Introduction

This is an introduction to web scraping using R, designed to accompany a seminar held at the University of Potsdam in summer 2022.

What is web scraping?

Web scraping encompasses methods of data collection from online sources. This introduction will focus on scraping websites, but other forms on online data, e.g. databases or files, are scrapable as well.

Instead of copying and pasting content from a browser window, in web scraping the process is automated through a programming language as R or Python. This is less error prone than manual collection and enables us to collect large amounts of data efficiently or regularly repeat the scraping process to update the data without investing much time. In web scraping your time is invested in planning the scraping process, programming your software and analysing the retrieved data – aka the fun stuff – rather than in time consuming and repetitive manual work.

Web scraping enables us to access data, that we could not retrieve using traditional methods of data collection. Mainly because some types of data would not exist without the internet. Think of consumer reviews or social media posts. In other cases, web scraping enables us to collect data much more efficiently compared to traditional methods. Imagine you want to create a data file with demographic information of parliament members. This was obviously possible and done before web scraping became a possibility but included a lot of manual work using printed almanacs and typing the information into a table. Time consuming and error prone work. With web scraping we can set up scripts that gather this data directly from the website of a parliament including the possibility to rerun the collection process after the next election. But we don’t have to stop there. Maybe we want to analyse the sentiment of twitter messages written by parliament members by some socio-demographic variables as gender, age or educational background. We could retrieve both the tweets and the socio-demographic information using web scraping and analyse the gathered data in combination.

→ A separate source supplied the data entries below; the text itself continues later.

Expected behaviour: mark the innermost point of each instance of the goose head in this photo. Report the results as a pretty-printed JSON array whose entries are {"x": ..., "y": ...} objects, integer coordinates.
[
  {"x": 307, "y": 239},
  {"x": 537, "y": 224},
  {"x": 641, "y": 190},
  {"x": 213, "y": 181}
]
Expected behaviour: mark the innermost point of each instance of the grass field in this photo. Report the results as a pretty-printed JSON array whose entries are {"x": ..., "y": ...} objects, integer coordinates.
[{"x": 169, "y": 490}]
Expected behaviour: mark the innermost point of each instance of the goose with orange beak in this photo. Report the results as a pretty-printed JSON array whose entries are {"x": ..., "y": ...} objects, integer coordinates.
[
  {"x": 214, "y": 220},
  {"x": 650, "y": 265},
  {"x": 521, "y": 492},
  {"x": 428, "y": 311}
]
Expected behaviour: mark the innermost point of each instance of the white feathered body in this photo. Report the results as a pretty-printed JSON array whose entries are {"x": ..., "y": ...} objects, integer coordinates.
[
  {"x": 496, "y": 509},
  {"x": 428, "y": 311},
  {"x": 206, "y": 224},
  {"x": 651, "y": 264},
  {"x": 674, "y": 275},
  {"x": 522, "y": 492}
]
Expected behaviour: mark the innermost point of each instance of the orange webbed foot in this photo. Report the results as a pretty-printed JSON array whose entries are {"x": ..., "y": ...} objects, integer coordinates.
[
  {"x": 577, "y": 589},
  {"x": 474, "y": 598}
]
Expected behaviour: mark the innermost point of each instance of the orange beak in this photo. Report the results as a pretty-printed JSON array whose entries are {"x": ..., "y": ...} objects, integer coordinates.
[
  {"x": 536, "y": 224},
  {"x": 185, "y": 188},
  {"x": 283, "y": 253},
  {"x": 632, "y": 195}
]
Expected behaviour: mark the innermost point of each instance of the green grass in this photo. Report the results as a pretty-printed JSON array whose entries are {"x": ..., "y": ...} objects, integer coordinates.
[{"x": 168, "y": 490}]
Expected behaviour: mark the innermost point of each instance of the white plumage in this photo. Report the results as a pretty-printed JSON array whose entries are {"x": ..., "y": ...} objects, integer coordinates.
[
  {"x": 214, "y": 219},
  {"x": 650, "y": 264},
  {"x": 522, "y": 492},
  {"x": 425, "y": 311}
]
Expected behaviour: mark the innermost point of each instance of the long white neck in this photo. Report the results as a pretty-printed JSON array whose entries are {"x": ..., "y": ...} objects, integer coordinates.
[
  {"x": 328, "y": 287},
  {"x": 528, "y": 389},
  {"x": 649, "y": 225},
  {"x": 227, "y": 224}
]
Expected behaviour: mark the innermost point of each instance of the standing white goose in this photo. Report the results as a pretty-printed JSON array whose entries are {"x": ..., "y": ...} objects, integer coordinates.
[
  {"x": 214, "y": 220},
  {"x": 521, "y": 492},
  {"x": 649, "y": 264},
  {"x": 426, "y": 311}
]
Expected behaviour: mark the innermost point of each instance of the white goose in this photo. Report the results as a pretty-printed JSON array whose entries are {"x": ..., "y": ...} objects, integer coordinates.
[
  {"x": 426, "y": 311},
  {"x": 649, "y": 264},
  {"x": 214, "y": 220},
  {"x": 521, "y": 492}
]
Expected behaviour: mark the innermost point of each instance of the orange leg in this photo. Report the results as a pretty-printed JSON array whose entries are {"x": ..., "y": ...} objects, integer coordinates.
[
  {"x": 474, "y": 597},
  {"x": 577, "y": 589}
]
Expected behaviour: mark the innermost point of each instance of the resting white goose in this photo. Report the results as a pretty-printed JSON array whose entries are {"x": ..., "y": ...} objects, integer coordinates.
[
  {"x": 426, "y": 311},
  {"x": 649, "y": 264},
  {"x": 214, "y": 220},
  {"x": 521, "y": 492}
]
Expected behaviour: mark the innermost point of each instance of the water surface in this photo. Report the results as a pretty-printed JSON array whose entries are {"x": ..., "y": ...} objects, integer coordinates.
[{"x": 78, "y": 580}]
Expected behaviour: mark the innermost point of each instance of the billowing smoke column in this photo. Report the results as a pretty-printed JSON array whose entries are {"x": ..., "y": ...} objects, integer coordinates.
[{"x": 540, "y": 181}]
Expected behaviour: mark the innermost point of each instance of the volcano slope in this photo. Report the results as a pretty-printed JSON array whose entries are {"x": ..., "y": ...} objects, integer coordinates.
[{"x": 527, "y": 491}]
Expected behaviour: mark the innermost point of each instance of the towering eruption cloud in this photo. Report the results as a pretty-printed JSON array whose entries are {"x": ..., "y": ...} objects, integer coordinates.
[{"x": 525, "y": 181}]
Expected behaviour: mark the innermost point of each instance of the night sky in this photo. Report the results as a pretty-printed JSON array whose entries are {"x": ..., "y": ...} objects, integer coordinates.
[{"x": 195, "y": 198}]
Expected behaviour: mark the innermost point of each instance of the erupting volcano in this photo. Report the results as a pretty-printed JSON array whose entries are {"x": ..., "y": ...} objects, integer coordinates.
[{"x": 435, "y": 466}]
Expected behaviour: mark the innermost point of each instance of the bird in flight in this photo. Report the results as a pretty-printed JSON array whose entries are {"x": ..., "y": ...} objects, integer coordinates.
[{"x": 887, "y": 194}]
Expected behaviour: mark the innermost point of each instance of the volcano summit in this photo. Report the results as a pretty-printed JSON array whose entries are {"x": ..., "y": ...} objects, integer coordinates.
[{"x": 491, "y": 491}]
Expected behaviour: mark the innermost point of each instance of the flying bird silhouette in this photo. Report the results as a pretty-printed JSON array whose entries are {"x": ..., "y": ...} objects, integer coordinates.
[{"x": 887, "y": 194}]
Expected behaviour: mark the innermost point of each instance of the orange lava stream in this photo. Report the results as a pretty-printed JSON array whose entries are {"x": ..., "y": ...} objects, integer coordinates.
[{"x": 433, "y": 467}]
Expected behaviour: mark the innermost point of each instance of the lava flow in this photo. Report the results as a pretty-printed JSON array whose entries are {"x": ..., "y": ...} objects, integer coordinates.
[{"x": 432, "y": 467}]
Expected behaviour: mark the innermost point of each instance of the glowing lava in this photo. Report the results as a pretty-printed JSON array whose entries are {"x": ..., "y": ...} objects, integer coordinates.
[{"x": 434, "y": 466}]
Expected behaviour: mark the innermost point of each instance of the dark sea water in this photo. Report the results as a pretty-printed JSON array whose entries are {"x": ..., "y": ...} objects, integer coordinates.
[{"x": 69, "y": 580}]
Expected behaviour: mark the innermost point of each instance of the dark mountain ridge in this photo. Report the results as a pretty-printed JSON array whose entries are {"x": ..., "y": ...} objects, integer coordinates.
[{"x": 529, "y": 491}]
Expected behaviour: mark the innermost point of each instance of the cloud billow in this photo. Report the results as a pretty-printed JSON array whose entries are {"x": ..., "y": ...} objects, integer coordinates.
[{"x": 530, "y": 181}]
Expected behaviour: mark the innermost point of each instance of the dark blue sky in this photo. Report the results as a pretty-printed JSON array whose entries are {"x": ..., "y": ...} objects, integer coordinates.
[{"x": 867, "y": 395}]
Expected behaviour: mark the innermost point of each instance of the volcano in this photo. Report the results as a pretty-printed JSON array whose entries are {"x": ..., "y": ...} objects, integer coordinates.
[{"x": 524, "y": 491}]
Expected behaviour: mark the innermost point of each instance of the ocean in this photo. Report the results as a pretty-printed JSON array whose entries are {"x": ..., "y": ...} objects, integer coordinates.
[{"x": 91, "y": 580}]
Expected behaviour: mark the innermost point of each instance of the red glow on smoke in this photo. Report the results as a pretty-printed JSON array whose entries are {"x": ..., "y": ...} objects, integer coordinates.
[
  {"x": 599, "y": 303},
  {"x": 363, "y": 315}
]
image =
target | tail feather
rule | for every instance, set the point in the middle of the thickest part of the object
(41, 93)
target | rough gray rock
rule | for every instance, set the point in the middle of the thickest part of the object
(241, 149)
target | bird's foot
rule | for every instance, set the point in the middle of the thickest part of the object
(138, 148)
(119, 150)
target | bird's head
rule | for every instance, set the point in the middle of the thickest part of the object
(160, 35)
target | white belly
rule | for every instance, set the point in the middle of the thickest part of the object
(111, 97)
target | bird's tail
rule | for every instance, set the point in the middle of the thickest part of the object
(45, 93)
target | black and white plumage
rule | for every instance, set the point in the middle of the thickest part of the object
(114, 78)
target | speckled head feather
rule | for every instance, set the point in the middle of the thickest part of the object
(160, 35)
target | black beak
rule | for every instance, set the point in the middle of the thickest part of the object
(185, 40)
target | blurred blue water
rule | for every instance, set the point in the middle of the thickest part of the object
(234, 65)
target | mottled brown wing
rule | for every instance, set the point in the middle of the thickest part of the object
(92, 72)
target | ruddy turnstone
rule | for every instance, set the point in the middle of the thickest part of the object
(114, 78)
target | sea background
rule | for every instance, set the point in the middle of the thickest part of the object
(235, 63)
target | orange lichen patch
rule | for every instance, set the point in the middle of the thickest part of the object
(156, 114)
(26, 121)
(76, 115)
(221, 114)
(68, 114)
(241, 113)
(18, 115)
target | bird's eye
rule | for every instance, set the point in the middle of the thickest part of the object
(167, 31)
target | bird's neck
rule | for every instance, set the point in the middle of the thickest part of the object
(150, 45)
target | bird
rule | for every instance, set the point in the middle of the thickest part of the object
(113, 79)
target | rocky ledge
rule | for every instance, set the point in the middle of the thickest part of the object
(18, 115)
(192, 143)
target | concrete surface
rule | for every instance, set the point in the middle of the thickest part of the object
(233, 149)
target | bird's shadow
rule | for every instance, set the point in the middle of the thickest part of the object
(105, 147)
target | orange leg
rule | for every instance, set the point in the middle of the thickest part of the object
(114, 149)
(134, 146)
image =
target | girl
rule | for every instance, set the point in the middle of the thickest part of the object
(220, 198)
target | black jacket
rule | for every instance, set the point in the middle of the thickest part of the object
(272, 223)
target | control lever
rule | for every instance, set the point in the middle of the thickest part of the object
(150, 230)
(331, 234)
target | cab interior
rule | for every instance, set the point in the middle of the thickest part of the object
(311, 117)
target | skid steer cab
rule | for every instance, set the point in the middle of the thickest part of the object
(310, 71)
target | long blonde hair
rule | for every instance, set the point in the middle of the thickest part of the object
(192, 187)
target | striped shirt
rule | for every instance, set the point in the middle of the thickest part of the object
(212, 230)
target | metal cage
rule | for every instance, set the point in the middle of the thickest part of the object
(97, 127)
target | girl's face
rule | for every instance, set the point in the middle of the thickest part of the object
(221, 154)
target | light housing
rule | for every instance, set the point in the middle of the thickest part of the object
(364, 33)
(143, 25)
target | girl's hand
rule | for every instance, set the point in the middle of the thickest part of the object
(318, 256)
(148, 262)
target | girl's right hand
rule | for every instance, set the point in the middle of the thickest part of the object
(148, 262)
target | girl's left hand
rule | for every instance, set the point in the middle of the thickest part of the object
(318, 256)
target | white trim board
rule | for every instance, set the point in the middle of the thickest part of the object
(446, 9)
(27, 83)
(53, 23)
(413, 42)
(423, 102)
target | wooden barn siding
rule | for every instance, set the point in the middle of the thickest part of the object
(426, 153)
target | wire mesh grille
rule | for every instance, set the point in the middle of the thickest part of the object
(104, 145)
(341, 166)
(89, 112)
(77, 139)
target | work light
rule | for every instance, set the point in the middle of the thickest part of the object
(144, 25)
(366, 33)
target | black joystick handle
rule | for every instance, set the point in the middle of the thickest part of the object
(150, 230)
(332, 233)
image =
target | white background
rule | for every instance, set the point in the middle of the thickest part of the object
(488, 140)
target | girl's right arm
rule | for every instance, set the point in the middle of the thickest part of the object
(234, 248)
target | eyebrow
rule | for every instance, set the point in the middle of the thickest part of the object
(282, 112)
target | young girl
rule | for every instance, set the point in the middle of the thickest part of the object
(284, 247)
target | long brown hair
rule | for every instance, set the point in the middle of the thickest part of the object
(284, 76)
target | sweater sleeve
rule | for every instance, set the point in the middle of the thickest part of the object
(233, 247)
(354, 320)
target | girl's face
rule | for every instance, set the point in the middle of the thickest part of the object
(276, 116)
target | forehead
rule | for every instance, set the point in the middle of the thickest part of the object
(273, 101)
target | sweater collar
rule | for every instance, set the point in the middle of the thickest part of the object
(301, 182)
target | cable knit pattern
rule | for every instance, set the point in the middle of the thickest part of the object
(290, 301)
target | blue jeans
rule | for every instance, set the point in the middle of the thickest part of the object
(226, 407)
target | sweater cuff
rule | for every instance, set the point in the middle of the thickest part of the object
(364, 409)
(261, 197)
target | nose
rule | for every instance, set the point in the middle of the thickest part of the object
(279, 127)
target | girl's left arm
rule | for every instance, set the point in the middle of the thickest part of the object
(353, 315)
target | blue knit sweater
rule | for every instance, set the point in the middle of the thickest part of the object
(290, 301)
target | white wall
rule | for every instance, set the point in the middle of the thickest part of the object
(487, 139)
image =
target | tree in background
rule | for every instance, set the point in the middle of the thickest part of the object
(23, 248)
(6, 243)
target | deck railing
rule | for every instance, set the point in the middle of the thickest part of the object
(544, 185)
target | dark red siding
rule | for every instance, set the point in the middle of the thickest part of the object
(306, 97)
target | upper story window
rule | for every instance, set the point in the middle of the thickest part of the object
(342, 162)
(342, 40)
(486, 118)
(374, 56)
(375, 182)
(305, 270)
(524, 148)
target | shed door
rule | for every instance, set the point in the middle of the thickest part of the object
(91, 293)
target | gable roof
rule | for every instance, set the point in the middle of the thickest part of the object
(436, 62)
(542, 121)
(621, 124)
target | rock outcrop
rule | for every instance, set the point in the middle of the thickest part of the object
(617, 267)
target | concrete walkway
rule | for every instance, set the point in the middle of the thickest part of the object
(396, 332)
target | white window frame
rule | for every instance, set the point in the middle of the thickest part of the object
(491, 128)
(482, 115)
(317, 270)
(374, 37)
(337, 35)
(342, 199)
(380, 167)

At this point, your alarm bells should hopefully be ringing. Collecting data from social media profiles sounds like an Orwellian nightmare, and if it is done inconsiderate, it is. We should not and will not collect data for the sake of data collection. Before scraping data on the internet we have to think about what data we actually need to answer our specific research question. Next we have to check if we are actually allowed to collect certain types of data and even if we are, if we should collect it. Do we need the names of people or users if we are collecting data? Do we actually need all socio-demographic variables available or can we keep it at a minimum, ensuring that individuals in our data remain unidentifiable? We are not web spiders, collecting every bit of data that is available, whether we need it or not. We are scientists and have to behave in a responsible and reasonable manner when collecting data.

Course contents

The first part of the course covers HTML as the cornerstone of the (traditional) internet. We have to understand the structure of websites before we can start picking out their specific parts.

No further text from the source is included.